Okay, having read your responses to other comments it looks like you're looking for advice on how to ask people out. Which is different from your original questions, so you're not getting the answers you're looking for.
It sounds like you don't have issues with meeting people, which is step one. Step two is identifying who of those people you are interested in and are potentially available. Step three is asking them out (or being asked out) successfully. Step three is difficult for many people, especially if step two is ignored/skipped. Step three is also the most complicated, and I'd recommend making a completely new post about it because what you've done here is the relationship equivalent of asking the internet how to do basic algebra, and following it up with "now how do I utilize that concept in this seven-part question from my Calculus II homework?"
For the new post I'd recommend including a lot more context, including your gender, orientation, age range, dating experience/history, and what specifically you're struggling with. For instance, are you asking people out but getting turned down? Are you struggling to identify who to ask out? Are you having difficulty making your romantic (vs platonic) intentions known, or interpreting if the other person is interested back? Give examples of what has/hasn't worked. Your original questions were too vague and too lacking in personal detail to get the specific advice it sounds like you're looking for.
Also, are you by chance neurodivergent? That is another factor that will change the advice that you're looking for.

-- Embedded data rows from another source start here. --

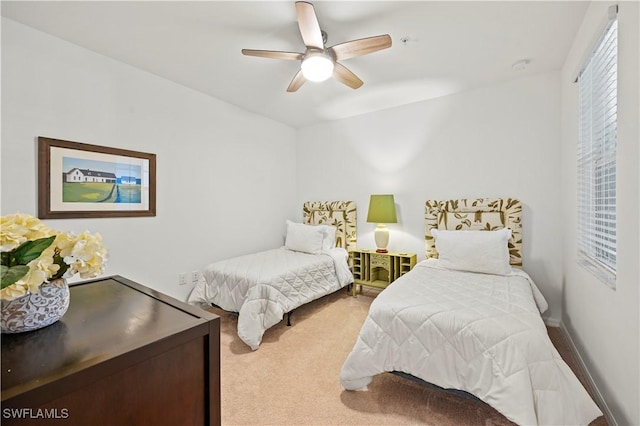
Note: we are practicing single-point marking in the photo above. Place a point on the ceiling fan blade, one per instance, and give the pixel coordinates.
(345, 76)
(298, 80)
(273, 54)
(361, 47)
(309, 26)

A final obligatory disclaimer: please do be careful with what advice you seek out and receive. There is a lot of shitty "dating strategy" advice out there that is ineffective at best and harmful at worst (redpill, alpha male, Andrew Tate, Jordan Peterson, etc). Failure can easily come from taking good advice to the extreme: yes it helps to be a well-groomed, well-dressed, fit, good-looking, charismatic, and financially successful person, but that doesn't mean that if you're not late-90s Brad Pitt you're doomed to failure (that's the incel trap). Also, some people luck out and live long, happy lives with the first person they ask out, but that's exceedingly rare. Nearly everyone faces failure in dating, and sometimes that failure was because of something you did wrong or could have done better (lessons to learn from), but sometimes it's just because the two people weren't a good fit (no lesson to learn, except dust yourself off and try again).